Favourable psychosocial and family environment, supportive, cohesive family context represents a major protective factor. Parental engagement in diabetes management, constructive communication, and low levels of family conflict are associated with better adherence, improved glycaemic control, and reduced psychological distress in children. Conversely, high parental anxiety, depression, or burnout may negatively influence metabolic stability and indirectly affect cognitive outcomes [18,19,20,21]. Family resilience may buffer the child from stress-related neuroendocrine activation (e.g., hypothalamic–pituitary–adrenal axis dysregulation) and promote consistent routines around glucose monitoring, insulin administration, sleep, and school engagement. Socioeconomic stability, parental education, and access to healthcare resources further strengthen this protective framework [43].

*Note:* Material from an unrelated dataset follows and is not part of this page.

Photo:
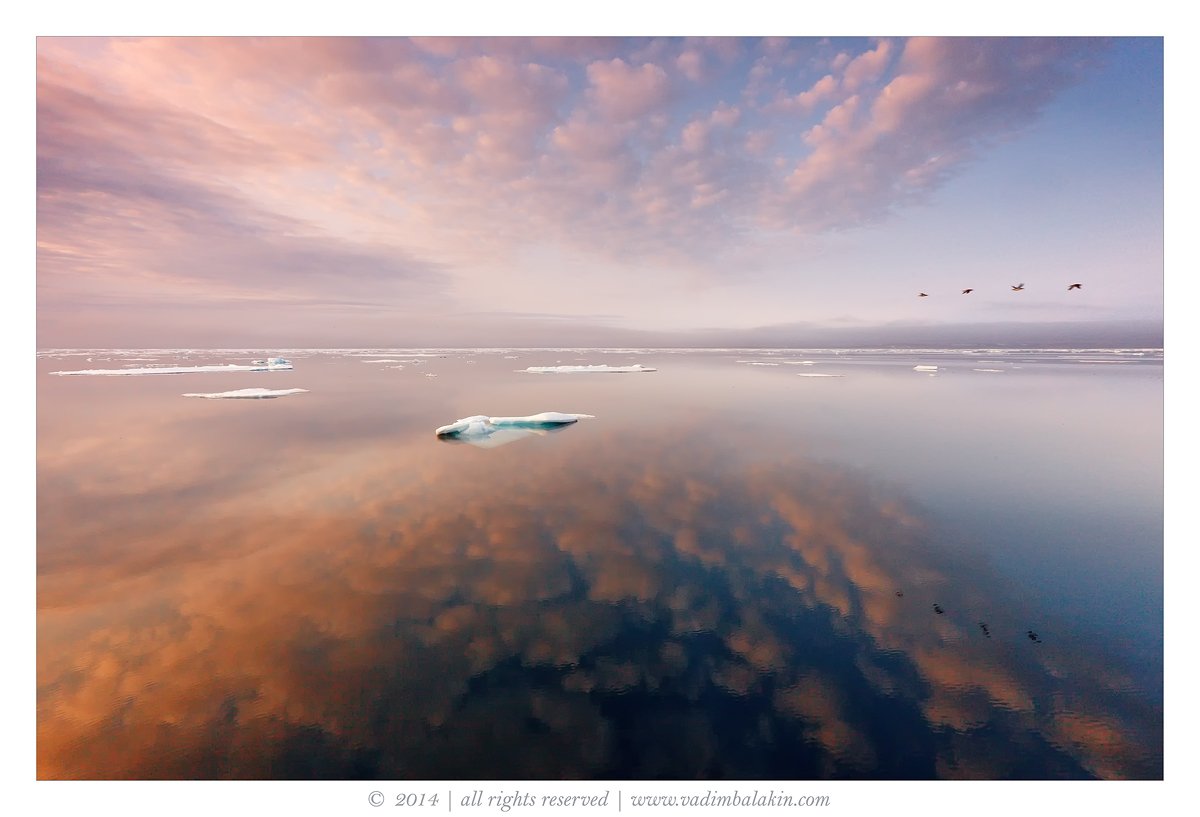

Adequate sleep and circadian regulation play a central role in memory consolidation, synaptic plasticity, emotional regulation, and metabolic homeostasis. Good sleep quality and regular sleep–wake cycles may attenuate neurocognitive vulnerability by stabilising glycaemic patterns and reducing stress hormone exposure. Minimising nocturnal hypoglycaemia and hyperglycaemia, optimising alarm settings, and promoting sleep hygiene practices are therefore clinically relevant not only for metabolic control but also for brain health preservation [44].
Enriched cognitive environments—including active school engagement, intellectual stimulation, and early identification of learning difficulties—may enhance neural plasticity and compensatory capacity. Even when subtle neurocognitive differences are present, timely neuropsychological evaluation and educational accommodations can help prevent secondary academic underachievement. Cognitive reserve, built through ongoing intellectual and social engagement, may mitigate the functional expression of mild structural alterations [45].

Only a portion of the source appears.